Juramos, na casa Partida, manter-nos fiéis à matriz, em nome disto ou daquilo, que nos alegra ou entristece, mas ela, pois mais que nos debatamos, é condicionada pelo que se nos vai deparando, obrigando-nos a reformular, a cada instante, a percepção daquilo que nos rodeia. É a aprendizagem, pura e dura, em que de pouco nos valem as credenciais. Ou resistimos, ficando por ali, ou ousamos continuar, sujeitos a muitas tempestades, enfrentando os medos, com algumas bonanças a adoçar o percurso, mas sempre sem fim à vista. Uma coisa é certa: sem enfrentar os medos, ousar vencê-los, nunca sairemos do mesmo patamar.
Ontem perguntaste-me - tu, menina e moça - porque nem sempre tudo é calmo e sereno, como se o mundo devesse, por natureza, ser um lugar pacífico, apenas à espera que o fruissem. Não te respondi de imediato, afinal estás apenas no início duma longa etapa. Mas, sorrindo, acabei por te dizer que nada, mesmo nada, surge de mão beijada, que há um longo caminho a percorrer até podermos sentir, no mais fundo de nós, o sentido de recompensa.
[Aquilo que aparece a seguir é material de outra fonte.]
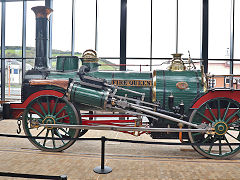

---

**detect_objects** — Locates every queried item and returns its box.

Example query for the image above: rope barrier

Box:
[0,134,240,146]
[0,131,240,175]
[0,172,67,180]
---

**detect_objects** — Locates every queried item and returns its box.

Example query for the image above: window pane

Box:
[178,0,202,58]
[234,1,240,59]
[26,1,44,57]
[127,0,150,57]
[75,0,96,53]
[233,1,240,74]
[209,0,231,59]
[153,0,176,57]
[98,0,120,57]
[5,2,23,57]
[52,0,72,52]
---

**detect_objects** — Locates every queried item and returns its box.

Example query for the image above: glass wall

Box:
[178,0,202,58]
[52,0,72,53]
[5,2,23,58]
[126,0,151,70]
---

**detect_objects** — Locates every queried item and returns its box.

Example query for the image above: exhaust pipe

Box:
[32,6,53,70]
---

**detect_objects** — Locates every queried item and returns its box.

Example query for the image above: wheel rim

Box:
[189,98,240,159]
[23,96,80,151]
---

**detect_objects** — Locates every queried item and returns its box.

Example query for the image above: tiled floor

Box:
[0,120,240,180]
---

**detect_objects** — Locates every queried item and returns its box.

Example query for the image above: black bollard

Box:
[60,175,67,180]
[93,136,112,174]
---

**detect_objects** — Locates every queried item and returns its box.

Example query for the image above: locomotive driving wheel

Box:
[189,97,240,159]
[23,95,80,152]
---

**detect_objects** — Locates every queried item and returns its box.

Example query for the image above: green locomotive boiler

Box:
[3,6,240,159]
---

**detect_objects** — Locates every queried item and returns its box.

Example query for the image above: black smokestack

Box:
[32,6,53,69]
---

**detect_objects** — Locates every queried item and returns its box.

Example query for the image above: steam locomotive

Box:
[2,6,240,159]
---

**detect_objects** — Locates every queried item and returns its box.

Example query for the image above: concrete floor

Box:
[0,120,240,180]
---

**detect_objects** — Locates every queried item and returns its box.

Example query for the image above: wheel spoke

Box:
[223,135,233,151]
[206,104,217,121]
[52,98,58,115]
[192,132,202,136]
[219,136,222,155]
[208,137,216,153]
[56,115,69,121]
[222,102,231,121]
[36,127,46,137]
[30,107,45,119]
[226,109,240,123]
[59,128,70,136]
[226,132,240,141]
[51,129,56,148]
[55,129,66,144]
[43,129,49,146]
[55,106,65,117]
[197,112,213,123]
[202,135,211,143]
[37,100,46,116]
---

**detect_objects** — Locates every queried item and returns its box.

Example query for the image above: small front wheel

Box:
[23,95,81,152]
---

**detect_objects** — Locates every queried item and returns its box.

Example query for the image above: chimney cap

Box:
[31,6,53,18]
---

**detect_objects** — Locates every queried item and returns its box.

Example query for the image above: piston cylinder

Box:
[67,82,109,109]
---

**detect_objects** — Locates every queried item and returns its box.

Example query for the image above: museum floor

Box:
[0,120,240,180]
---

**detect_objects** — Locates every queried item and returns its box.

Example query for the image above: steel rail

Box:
[38,124,209,133]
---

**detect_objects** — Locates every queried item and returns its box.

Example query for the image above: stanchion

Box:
[93,136,112,174]
[60,175,67,180]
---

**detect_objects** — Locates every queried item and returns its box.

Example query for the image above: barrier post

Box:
[60,175,67,180]
[93,136,112,174]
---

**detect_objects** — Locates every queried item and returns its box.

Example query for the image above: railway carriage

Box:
[2,6,240,159]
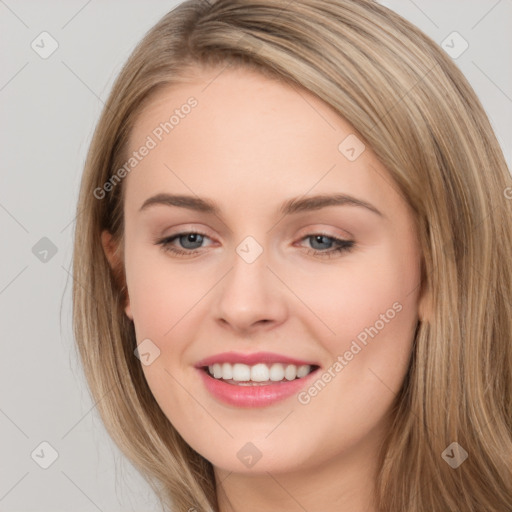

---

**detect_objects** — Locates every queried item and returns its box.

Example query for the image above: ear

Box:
[418,281,432,322]
[101,230,133,320]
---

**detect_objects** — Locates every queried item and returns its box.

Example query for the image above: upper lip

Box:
[195,352,318,368]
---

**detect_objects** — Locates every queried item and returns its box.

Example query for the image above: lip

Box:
[195,352,319,368]
[196,352,320,408]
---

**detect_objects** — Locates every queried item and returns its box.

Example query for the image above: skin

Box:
[102,68,426,512]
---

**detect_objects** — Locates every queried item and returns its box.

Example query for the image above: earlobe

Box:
[418,286,432,322]
[101,230,133,321]
[101,230,119,270]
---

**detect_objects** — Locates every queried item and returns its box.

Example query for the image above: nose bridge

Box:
[211,235,285,329]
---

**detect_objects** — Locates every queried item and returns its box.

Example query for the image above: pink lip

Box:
[195,352,318,407]
[195,352,318,368]
[198,368,318,407]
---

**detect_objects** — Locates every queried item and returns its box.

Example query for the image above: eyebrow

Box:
[139,193,385,218]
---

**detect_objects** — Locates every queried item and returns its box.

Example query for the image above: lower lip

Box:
[198,368,318,407]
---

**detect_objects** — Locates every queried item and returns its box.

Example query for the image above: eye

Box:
[157,231,209,256]
[302,233,355,258]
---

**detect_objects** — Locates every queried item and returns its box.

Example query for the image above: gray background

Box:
[0,0,512,512]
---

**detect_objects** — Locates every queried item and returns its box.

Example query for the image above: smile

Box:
[205,363,316,386]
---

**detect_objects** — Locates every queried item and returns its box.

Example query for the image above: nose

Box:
[213,242,288,334]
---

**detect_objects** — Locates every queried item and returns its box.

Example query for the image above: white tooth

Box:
[233,363,251,381]
[284,364,297,380]
[213,363,222,379]
[222,363,233,380]
[251,363,269,382]
[269,363,284,382]
[297,364,311,378]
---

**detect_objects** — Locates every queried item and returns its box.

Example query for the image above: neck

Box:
[214,428,380,512]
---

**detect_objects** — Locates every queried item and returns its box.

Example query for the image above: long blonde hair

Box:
[73,0,512,512]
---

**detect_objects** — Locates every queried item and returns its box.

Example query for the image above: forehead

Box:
[123,65,404,220]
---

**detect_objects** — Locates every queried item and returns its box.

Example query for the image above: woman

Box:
[74,0,512,512]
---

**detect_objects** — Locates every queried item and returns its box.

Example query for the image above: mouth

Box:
[201,362,319,386]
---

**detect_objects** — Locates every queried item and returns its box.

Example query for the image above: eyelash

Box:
[156,231,355,258]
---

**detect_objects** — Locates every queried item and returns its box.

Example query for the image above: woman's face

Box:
[103,68,421,473]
Muito irás caminhar, menina e moça, até sentires que as coisas fazem sentido. Até lá, vive cada momento como se fosse único, em cada passo dá o que de melhor tens. Ri, indigna-te, chora, comove-te, cai, volta a rir, levanta-te, mas nunca te esqueças de estender a mão. Essa é a melhor prova de que o mundo, para seguir um novo rumo, está cansado das doutrinas de Maquiavel.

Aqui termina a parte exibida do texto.